Let us now trace correctly.
Valid LCMs up to 5:
LCM = 2
Divisors present:
2
No union.
LCM = 3
Divisors present:
3
No union.
LCM = 4
Divisors present:
2,4
Union:
union(2,4)
LCM = 5
No matching divisors.
Final components:
(2,4), (8), (3), (9)
Answer:
4
Example 2
nums = [2,4,8,3,9,12]
threshold = 10
Numbers within threshold:
2,4,8,3,9
Now process valid LCM values.
LCM = 4
Divisors:
2,4
Union them.
LCM = 8
Divisors:
2,4,8
Union them.
LCM = 6
Divisors:
2,3
Union them.
LCM = 9
Divisors:
3,9
Union them.
Final groups:
(2,3,4,8,9)
(12)
Answer:
2
Complexity Analysis
| Measure | Complexity | Explanation |
|---|---|---|
| Time | O(threshold log threshold + n α(n)) | Harmonic-series multiple enumeration |
| Space | O(n + threshold) | DSU structures and presence array |
The main loop resembles a sieve.
For every integer d, we iterate over:
threshold / d
multiples.
Therefore total work is:
threshold * (1 + 1/2 + 1/3 + ...)
which becomes:
O(threshold log threshold)
Union-Find operations are effectively constant time due to path compression and union by rank.
Test Cases
sol = Solution()
# Provided examples
assert sol.countComponents([2,4,8,3,9], 5) == 4 # basic example
assert sol.countComponents([2,4,8,3,9,12], 10) == 2 # multiple merged groups
# Single element
assert sol.countComponents([7], 10) == 1 # one node only
# All isolated
assert sol.countComponents([6,7,8], 5) == 3 # all exceed threshold
# Fully connected
assert sol.countComponents([1,2,3], 6) == 1 # all become connected
# Threshold too small
assert sol.countComponents([2,3,5,7], 1) == 4 # no edges possible
# Chain connectivity
assert sol.countComponents([2,4,8,16], 16) == 1 # transitive merging
# Large isolated number
assert sol.countComponents([2,3,1000000000], 10) == 2 # big number isolated
# Prime numbers
assert sol.countComponents([2,3,5,11], 10) == 2 # only some connect
# Numbers equal to threshold
assert sol.countComponents([5,10], 10) == 1 # lcm exactly threshold
# No valid lcm
assert sol.countComponents([8,9], 10) == 2 # lcm exceeds threshold
| Test | Why |
|---|---|
[2,4,8,3,9], 5 |
Verifies official example |
[2,4,8,3,9,12], 10 |
Tests multiple merged groups |
[7], 10 |
Single-node graph |
[6,7,8], 5 |
All nodes isolated |
[1,2,3], 6 |
Entire graph connected |
[2,3,5,7], 1 |
Extremely small threshold |
[2,4,8,16], 16 |
Transitive connectivity |
[2,3,1000000000], 10 |
Large value isolation |
[2,3,5,11], 10 |
Partial connectivity |
[5,10], 10 |
LCM exactly equals threshold |
[8,9], 10 |
LCM exceeds threshold |
Edge Cases
One important edge case occurs when numbers are larger than the threshold.
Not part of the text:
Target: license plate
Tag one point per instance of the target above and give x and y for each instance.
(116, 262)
Since the least common multiple of two numbers is always at least as large as the larger number, any value greater than threshold can never connect to another node. The implementation handles this naturally by never inserting such numbers into the processing structure, leaving them as isolated components.
Another subtle case is transitive connectivity. Two numbers may not share a direct edge but may still belong to the same connected component through intermediate nodes. Union-Find handles this correctly because once nodes are unioned together, connectivity becomes transitive automatically.
A third important edge case is when the threshold is extremely small, especially threshold = 1. In that situation, almost no LCM values are valid unless the array contains 1. The implementation correctly produces isolated components because the divisor processing loop cannot create unions for invalid LCM values.
A fourth tricky situation involves numbers whose LCM equals the threshold exactly. The condition uses <= threshold, not < threshold. The implementation correctly includes these edges because all processing includes the threshold value itself.
Finally, arrays containing large prime numbers can be difficult for naive factorization-based solutions. Since prime pairs often produce large LCM values, most remain disconnected. The optimized approach avoids expensive pairwise LCM calculations and still handles such inputs efficiently.